If I'd Only Known Then What I Know Now


Wouldn't we all have been better managers from the get-go if we'd known then, when we made that move from worker bee to manager bee, what we know now? Of course, and there are hundreds of books a year written to help make that transition.

Save your $25 or trip to the library, go to the New York Times Web site, and search for the name Tachi Yamada. In a regular Sunday Times feature called Corner Office, the writer interviews top executives, in this case Mr. Yamada, an M.D. and president of the Bill & Melinda Gates Foundation's Global Health Program.

Mr. Yamada started off with his technique for delegating: "I don't micromanage, but I have microinterest. I do know the details. I feel like I have intimate knowledge of what's going on, but I don't tell people what to do."

EMBRACE CHANGE

He also has strong feelings about the super-connectedness we all have, cell phones, portable e-mail and Internet. He relegates certain parts of the day to getting and reading his e-mails, but when he's talking to you, he's not about to be interrupted. We didn't have cell phones or e-mail when I started to manage, but I let myself be interrupted way too much.

Tachi Yamada I know there's a temptation, or at least I've had the temptation, when you change jobs and walk into a new company as manager, to think how you'd change about half or more of the staff, look at what employees aren't bringing to the picnic, rather than what they do have to offer.

It would be a pretty rare situation where you could make wholesale changes anyway. But Mr. Yamada said he directs his energy on their potential: "…if I spend my time focusing on everything that's bad, I'll get nothing done."

He continued: "Everybody has their good points. Everybody has their bad points.

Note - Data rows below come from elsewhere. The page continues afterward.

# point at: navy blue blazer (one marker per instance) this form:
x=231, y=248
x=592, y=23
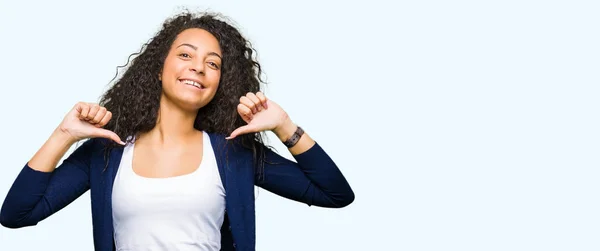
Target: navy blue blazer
x=313, y=179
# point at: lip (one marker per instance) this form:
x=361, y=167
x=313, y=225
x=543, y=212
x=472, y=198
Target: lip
x=192, y=79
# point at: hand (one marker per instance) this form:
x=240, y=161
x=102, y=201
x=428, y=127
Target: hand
x=86, y=120
x=260, y=114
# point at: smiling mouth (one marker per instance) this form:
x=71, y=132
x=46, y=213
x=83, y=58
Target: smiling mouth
x=192, y=83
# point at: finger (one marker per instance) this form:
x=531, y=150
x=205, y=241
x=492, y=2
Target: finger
x=83, y=109
x=245, y=112
x=241, y=130
x=99, y=116
x=93, y=111
x=262, y=98
x=247, y=102
x=255, y=100
x=109, y=135
x=105, y=119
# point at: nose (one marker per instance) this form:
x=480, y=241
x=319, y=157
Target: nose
x=197, y=66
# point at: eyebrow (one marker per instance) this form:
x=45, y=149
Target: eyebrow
x=196, y=48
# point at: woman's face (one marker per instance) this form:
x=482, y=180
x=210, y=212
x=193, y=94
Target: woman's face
x=192, y=69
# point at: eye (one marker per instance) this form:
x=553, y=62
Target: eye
x=214, y=65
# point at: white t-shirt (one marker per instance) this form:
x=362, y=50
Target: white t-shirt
x=176, y=213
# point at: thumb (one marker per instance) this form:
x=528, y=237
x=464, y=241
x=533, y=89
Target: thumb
x=241, y=130
x=109, y=135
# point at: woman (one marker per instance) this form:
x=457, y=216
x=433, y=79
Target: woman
x=174, y=150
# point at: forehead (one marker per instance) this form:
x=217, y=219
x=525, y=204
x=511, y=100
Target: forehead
x=200, y=38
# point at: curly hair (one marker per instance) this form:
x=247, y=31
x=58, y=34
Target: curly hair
x=135, y=97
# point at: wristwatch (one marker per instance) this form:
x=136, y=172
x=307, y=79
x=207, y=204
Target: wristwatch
x=294, y=138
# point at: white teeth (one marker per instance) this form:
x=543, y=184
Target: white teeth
x=190, y=82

If you can bring out the best in everybody, then you can have a great organization. If you bring out the worst in everybody, you're going to have a bad organization."

That said, he made it clear that employees have to be ready to embrace change, and that people who have moved a lot, even when they were growing up, may be the best at adapting to change. "I think, in this modern world, you really have to be sure that your workforce has the experience of being elsewhere. That experience then has the ability to ensure that you will be comfortable with change," he said.

MIXED MESSAGE

I watch enough sports on TV that I've heard over and over why evaluators of athletic talent want to know how fast a player can run. "You can't coach speed," they will say. In the same way, Mr. Yamada looks beyond the specific job skills when he's hiring.

"Native intelligence is critically important. I don't think you can train people to be more intelligent." I'll let you read through his interview to see how he determines whether or not someone has that native intelligence. But there's another trait he looks for.

"One underestimated and important value, I think, is a sense of humor. It's engaging, it's delightful, but it's also a reflection on not taking yourself so seriously—especially if the sense of humor is self-deprecating. It gives you a sense that they understand that they're not so important."

I'll let you look up the interview to get all of his advice, completely in his own words. But probably the best lesson I wish I'd learned from Mr. Yamada when I became a manager would have been about giving feedback.

"One of the things I've learned is that it doesn't matter how many good things you say, the one bad thing is what sticks," he said. "So if I have something negative to say, I will say it. I will be clear about it. But I won't try to couch it in a lot of positives, because people have a natural tendency to not want to hear a negative message. So I try to do it as quickly as I can, and I try to do it in the moment. But I also try to give positive feedback in other moments. To try to mix the two is often very hard, because the positive messages get lost in the one negative message, and the negative message gets garbled."

If I'd only known then what I know now.